Enfin, le projet Chimanimani est un exemple de bonne pratique pour la gestion durable de l'aire de conservation et de la biodiversité ainsi que pour l'élaboration de plans de développement durable de territoires.
La récente visite du site nous a permis de constater le chemin parcouru par ce projet dont le financement arrive à terme l’année prochaine. Le soutien du FFEM aura permis de déclencher et d’accompagner des modes de gestion concertée du territoire, répondant à la fois à des objectifs de développement et de conservation en lien avec le parc national de Chimanimani. Cette gouvernance s’est construite entre tous les acteurs, associant les autorités du parc, un fonds de conservation (BioFund), des chercheurs (biologistes, anthropologues, ethno-botanistes), une ONG locale bien implantée (MICAIA), ainsi que des petites entreprises privées (notamment producteurs de miel) qui tirent bénéfice du parc national. C’est un bel exemple de cohabitation entre communautés et parc national, où la biodiversité est perçue comme un facteur de bien-être et de développement. Les résultats à date sont très encourageants, et l’attachement des habitants à leur territoire ainsi que l’engagement remarquable de tous les acteurs, laissent présager des effets pérennes qui iront bien au-delà de la simple période de financement du projet.
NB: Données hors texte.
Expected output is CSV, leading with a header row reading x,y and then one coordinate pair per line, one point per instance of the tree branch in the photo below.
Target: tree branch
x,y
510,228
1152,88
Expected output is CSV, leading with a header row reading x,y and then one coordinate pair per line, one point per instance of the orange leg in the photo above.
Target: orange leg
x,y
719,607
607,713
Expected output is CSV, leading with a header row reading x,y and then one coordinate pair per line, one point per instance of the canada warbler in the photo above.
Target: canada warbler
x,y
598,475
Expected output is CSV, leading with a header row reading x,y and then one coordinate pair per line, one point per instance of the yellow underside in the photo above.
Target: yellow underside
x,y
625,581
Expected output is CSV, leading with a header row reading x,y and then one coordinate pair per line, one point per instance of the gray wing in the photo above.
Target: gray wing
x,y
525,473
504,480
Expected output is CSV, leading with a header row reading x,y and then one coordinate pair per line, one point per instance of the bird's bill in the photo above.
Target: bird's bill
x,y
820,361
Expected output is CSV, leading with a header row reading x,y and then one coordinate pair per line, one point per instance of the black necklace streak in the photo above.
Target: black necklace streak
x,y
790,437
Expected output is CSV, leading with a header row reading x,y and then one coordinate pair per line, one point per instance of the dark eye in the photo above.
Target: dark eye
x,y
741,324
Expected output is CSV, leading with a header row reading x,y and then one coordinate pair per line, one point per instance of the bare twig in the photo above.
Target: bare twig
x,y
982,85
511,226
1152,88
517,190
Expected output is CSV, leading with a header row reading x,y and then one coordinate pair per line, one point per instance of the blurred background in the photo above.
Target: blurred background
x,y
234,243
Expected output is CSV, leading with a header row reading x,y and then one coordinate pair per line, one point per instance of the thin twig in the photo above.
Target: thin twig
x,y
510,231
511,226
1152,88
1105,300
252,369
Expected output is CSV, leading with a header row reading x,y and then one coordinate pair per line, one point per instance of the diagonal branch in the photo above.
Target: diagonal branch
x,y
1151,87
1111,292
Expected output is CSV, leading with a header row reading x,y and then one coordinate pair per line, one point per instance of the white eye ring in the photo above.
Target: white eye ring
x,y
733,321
déclare Xavier Debade, responsable projets forêts et restauration des écosystèmes au FFEM.
L’approche intégrée et innovante de ce projet, permettant d’assurer la sécurité foncière des communautés locales et la création de revenus pour les communautés locales à partir de produits naturels locaux exploités durablement, peut être répliquée avec succès dans d’autres aires protégées dans le pays. En encourageant l’adoption de cette approche reproductible et en valorisant les résultats prometteurs obtenus, le FFEM aspire à inspirer d'autres initiatives similaires à travers le monde, contribuant ainsi à la protection de la biodiversité et au développement socio-économique des populations locales.